The thing is the 2014 CR doesn't explicitly cover how to handle multiple reactions, or reactions at all. Since reactions rely on a trigger they may or may not activate (unlike legendary actions). However, the variety of triggers pretty much guarantees some reactions from this dragon, but will it always be able to rend (or have an opponent in range to rend)?

Anyway, my preference is to have its on turn actions do the bulk of damage and let reactions be for control or defense / escape.
 


It is pretty descriptive IMO, but I never questioned what it was as it instantly conjured an image in my mind.
It doesn’t conjure anything in my mind beyond a breath weapon since a miasma is something you smell, I.E. a gas. So, it’s literally a description of its breath weapon.
 

The thing is the 2014 CR doesn't explicitly cover how to handle multiple reactions, or reactions at all. Since reactions rely on a trigger they may or may not activate (unlike legendary actions). However, the variety of triggers pretty much guarantees some reactions from this dragon, but will it always be able to rend (or have an opponent in range to rend)?

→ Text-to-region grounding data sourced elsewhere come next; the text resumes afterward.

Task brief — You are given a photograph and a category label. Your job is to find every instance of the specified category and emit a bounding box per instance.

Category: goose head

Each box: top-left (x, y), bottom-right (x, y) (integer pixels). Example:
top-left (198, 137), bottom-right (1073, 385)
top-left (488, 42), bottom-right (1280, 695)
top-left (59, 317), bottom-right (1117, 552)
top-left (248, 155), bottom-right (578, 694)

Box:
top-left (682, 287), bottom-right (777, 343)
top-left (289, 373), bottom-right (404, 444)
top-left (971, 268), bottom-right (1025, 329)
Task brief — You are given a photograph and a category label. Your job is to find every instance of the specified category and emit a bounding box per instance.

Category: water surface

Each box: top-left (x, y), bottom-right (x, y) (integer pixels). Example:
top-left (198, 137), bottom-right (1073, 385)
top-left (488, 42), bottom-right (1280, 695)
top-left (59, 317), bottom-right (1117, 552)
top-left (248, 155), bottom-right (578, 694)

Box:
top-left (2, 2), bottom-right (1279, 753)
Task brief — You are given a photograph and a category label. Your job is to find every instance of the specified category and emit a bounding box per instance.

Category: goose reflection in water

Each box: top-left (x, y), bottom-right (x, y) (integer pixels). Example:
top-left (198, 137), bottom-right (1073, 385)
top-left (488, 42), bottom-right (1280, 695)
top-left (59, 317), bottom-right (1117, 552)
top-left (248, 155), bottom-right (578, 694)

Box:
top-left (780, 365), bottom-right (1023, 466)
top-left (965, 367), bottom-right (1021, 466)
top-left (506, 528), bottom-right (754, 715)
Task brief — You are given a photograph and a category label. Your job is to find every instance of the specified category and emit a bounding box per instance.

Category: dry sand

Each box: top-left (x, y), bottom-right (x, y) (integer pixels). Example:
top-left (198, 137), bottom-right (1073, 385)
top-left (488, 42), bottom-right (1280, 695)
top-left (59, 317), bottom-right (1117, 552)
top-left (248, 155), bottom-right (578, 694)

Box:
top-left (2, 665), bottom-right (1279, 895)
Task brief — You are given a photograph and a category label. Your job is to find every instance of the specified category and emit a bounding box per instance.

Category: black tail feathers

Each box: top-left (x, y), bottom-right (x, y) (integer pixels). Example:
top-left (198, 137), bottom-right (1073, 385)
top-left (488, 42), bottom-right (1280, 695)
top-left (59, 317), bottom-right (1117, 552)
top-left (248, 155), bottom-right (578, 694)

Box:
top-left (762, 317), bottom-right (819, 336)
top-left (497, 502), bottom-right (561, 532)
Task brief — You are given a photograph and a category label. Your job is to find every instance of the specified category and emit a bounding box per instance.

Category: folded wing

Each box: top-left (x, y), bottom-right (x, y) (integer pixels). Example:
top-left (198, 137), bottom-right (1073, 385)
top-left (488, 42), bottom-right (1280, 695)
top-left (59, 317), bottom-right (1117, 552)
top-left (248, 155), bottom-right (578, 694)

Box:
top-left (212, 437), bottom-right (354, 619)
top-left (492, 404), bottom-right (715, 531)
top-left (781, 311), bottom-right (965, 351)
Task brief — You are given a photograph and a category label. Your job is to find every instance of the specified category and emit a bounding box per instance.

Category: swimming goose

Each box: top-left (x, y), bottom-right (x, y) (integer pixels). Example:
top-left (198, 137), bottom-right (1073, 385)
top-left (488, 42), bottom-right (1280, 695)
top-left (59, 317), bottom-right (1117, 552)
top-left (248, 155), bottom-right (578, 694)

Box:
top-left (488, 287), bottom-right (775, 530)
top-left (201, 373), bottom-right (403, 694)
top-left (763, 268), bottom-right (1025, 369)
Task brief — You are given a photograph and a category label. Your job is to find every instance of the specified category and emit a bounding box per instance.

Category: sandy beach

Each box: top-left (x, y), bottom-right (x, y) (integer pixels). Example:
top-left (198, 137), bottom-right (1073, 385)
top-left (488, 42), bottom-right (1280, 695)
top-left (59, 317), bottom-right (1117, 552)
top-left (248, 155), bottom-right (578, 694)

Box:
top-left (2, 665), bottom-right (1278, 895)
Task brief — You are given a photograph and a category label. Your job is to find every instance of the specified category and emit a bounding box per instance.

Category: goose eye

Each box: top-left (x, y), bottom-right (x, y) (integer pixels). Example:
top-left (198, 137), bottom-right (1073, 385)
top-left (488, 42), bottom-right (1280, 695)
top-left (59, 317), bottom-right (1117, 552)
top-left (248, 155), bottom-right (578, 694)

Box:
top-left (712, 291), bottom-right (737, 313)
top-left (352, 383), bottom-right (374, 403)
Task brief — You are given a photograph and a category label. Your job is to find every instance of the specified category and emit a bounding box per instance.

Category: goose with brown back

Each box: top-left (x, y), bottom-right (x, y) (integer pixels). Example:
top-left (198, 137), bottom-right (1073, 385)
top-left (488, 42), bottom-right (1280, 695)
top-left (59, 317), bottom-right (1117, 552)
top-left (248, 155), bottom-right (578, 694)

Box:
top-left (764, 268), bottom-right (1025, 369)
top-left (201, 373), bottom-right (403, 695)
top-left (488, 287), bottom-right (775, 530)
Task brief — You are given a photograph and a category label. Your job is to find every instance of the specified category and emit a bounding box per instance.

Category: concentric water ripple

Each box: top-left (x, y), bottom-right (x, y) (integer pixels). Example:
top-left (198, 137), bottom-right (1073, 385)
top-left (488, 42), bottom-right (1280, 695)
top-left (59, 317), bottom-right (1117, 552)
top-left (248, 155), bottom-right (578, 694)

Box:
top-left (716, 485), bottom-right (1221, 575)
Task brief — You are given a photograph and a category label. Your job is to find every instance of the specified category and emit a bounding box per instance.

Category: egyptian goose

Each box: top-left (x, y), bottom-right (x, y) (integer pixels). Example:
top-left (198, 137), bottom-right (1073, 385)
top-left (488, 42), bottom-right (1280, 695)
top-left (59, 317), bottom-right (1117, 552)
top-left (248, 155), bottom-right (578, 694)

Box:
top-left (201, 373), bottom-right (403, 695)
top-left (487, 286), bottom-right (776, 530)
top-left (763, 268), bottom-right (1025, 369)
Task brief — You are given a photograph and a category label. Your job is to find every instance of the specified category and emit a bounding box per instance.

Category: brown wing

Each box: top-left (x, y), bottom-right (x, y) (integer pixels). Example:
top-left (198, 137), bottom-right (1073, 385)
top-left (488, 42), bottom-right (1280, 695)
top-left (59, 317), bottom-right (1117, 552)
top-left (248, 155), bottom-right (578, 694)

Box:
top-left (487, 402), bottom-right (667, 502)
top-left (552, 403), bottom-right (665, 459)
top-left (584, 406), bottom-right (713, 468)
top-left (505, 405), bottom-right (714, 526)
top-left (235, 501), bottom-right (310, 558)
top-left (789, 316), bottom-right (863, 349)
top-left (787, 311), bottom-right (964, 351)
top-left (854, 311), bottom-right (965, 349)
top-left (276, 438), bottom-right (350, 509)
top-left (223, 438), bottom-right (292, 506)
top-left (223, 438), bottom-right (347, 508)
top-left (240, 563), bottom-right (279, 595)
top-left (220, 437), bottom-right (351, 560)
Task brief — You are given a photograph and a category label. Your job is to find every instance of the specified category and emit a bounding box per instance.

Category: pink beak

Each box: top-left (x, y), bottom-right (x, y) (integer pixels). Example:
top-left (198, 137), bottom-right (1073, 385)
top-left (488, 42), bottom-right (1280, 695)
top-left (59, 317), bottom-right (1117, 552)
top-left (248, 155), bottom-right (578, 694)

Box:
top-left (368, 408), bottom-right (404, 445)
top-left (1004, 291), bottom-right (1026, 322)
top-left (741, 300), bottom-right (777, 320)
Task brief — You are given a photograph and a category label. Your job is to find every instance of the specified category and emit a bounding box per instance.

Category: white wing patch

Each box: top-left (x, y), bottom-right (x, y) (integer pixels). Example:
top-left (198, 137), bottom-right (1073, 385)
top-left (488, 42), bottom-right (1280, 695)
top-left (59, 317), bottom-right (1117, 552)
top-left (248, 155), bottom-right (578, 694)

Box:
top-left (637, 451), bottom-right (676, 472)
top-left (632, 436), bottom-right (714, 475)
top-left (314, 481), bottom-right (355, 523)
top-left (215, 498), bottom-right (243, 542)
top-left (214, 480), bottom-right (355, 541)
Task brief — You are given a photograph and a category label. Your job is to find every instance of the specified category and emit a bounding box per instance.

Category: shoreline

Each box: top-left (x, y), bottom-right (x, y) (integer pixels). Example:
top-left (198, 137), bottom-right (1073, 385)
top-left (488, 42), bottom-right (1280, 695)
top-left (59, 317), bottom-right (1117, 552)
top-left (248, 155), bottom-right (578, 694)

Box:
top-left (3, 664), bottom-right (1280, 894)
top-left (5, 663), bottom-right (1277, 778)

Anyway, my preference is to have its on turn actions do the bulk of damage and let reactions be for control or defense / escape.
Yes, it does. From the DMG: "When calculating a monster's damage output, also account for special off-turn damage-dealing features, such as auras, reactions, legendary actions, or lair actions."

It is a reasonable assumption that, given a party of 4 PCs, that at least 3 of them will damage the dragon on their turns, and that at least one of them will be within 15 feet of it. Much like it is reasonable to assume a 2014 Ancient dragon will have the chance to use all of its legendary actions.
 

It doesn’t conjure anything in my mind beyond a breath weapon since a miasma is something you smell, I.E. a gas. So, it’s literally a description of its breath weapon.
I mean, that is a very literal definition of "miasma" - in general it's a rather old-fashioned, perhaps even poetic, way of describing some kind of gaseous emanation that has about it an insidious, corrupting quality. Miasma makes me think of disease (partly because of the Victorian era "miasma theory"), of a cloying, heavy, toxic fog. When the dragon uses its breath weapon, that's not a miasma to me - it's a blast of gas that spews out and chokes everyone in its path. Its miasma is something less immediately destructive: something it summons using its inherent magic which has soaked into the surrounding terrain.

I know people like to do the thing where they read things in the least generous way possible to make a point, but a specific phrase like "Corrosive Miasma" does actually carry a certain amount of semantic weight.